第44話

 あれから四日、とりあえず泰葉には会わず、泰葉母も現れず、平和な日々と言えなくもなかった。

 本当は、今日のバイトのシフトに泰葉が入っていたはずだが、無断欠勤していた。三人で仕事を回すことになり、正直大変だったが、いてもどうせ役に立たないのだから、まあ来なくて良かったのかもしれない。

 平和な日々ではあるけれど、今まででと違うことと言えば……、別れ際に俊とキスするようになったこと。

 いまだに慣れることはないけれど、幸福レベルが急上昇しているかもしれない。


「なんかさ、最近のめぐちゃん、血行がいいっていうか、だけど可愛くなったね」


 静香が、バイトの片付けをしながら、愛実の背中をツンツン突っついてきた。


「ありがとうございます」


 愛実は、素直に賛辞と受け取っておくことにした。


「もしかしてだけど、俊君と……した? 」


 愛実はボッと赤くなる。愛実の頭の中では、キスした? と変換されていた。


「いや……ないか」


 静香は、愛実の腰辺りをじろじろ見て、イヤイヤと首を振る。静香はもちろん、キスのことを聞いたわけではない。


「それにしても、なんかフェロモンがでてるのよね。こら、何があったか、お姉さんに教えなさい」

「静香さん、愛実ちゃんの邪魔してないで、仕事して下さいよ」


 譲が静香にモップを渡し、ほらほらと追いやる。

 今日は水曜日だから、俊はバイトに入っておらず、もうすぐ迎えにくるはずだった。

 カランカランと店のドアが開く音がして、俊だと思い目を向けると、……泰葉がキツメな表情で立っていた。


「あんた……、今頃きても」


 静香をガン無視し、泰葉はホールを横切ると愛実の前に立つ。泰葉は右手を振り上げ、愛実の左頬におもいっきり振り下ろした。


 パンッ!


 渇いた音が響き、店の時間が止まったかのように、みな動きが止まる。

 愛実も、一瞬何が起こったのかわからず、ただ痛みだけが左頬にジンジン残った。なぜか、左目からだけ涙が出る。

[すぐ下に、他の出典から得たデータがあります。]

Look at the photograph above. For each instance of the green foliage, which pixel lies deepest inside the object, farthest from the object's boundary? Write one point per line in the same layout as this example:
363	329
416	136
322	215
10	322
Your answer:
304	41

 さらに掴みかかってきそうになった泰葉を、すんでのところで譲が羽交い締めにして止めた。


「何してるんだ! 静香さん、亮子さん呼んできて」


 静香は、慌てて事務所にいる亮子を呼びに行く。


「あんたのせいで、ママがおかしくなっちゃったじゃない! あんたの撮った写真を消さなきゃって、ブツブツ言って……。寝ないし食べないし。あんた、ママに何したのよ! 」


 泰葉は、譲に押さえつけられたまま、愛実を睨み付けた。


「ママ? 写真? もしかして、ラブホのこと? 」


 譲が先週のことを思い出して、ポロッとこぼす。


「ラブホって何よ! 」

「だから、先週、君の母親と禿げオヤジがラブホから出て来て、愛実ちゃん達と鉢合わせしたやつだろ? 」

「譲君! 」


 愛実は、譲の喋りを止めようと一歩前に出る。


「愛実ちゃんが電話するんでスマホ出してたのを、写真撮られたって勘違いしたんだよな。迷惑な勘違いだよ。おばさんと禿げオヤジの写真なんか撮るかっての。スマホのメモリーの無駄遣いだし」


 ブラック譲が顔を出している。

 たぶん、泰葉がこなかったせいでバイトが忙しく、たまっていたイライラが爆発したのかもしれない。


「ほら、先週みんなでバイト帰りにお茶したときだよ。あんとき、君の母親は禿げ親父とラブホにいたってわけ。僕も、ファミレスの窓から見てたけどね。確かにラブホから出て来てたよ」


 泰葉は、力が抜けたように、譲に掴まれたまま床にペタンとすわりこんでしまう。


 そこに、俊が愛実を迎えにやってきた。


「お疲れ……、って、どうした?」


 愛実の頬が真っ赤になっているのを見て、俊は慌てて駆け寄ってきた。


「沢井さんにやられたの?! 」

「いや、まあ、そうなんだけど、勘違いっていうか……。大丈夫だから」

「大丈夫なわけないじゃん! こんなに腫れて……」


 俊が愛実の頬にそっと手をそえたとき、静香に連れられて亮子もやってきた。


「泰葉さん、あなたこっちにきなさい! 愛実ちゃんもこれる? 」


 亮子が泰葉の腕を引っ張って更衣室まで連れていき、その後ろからみなぞろぞろとついていった。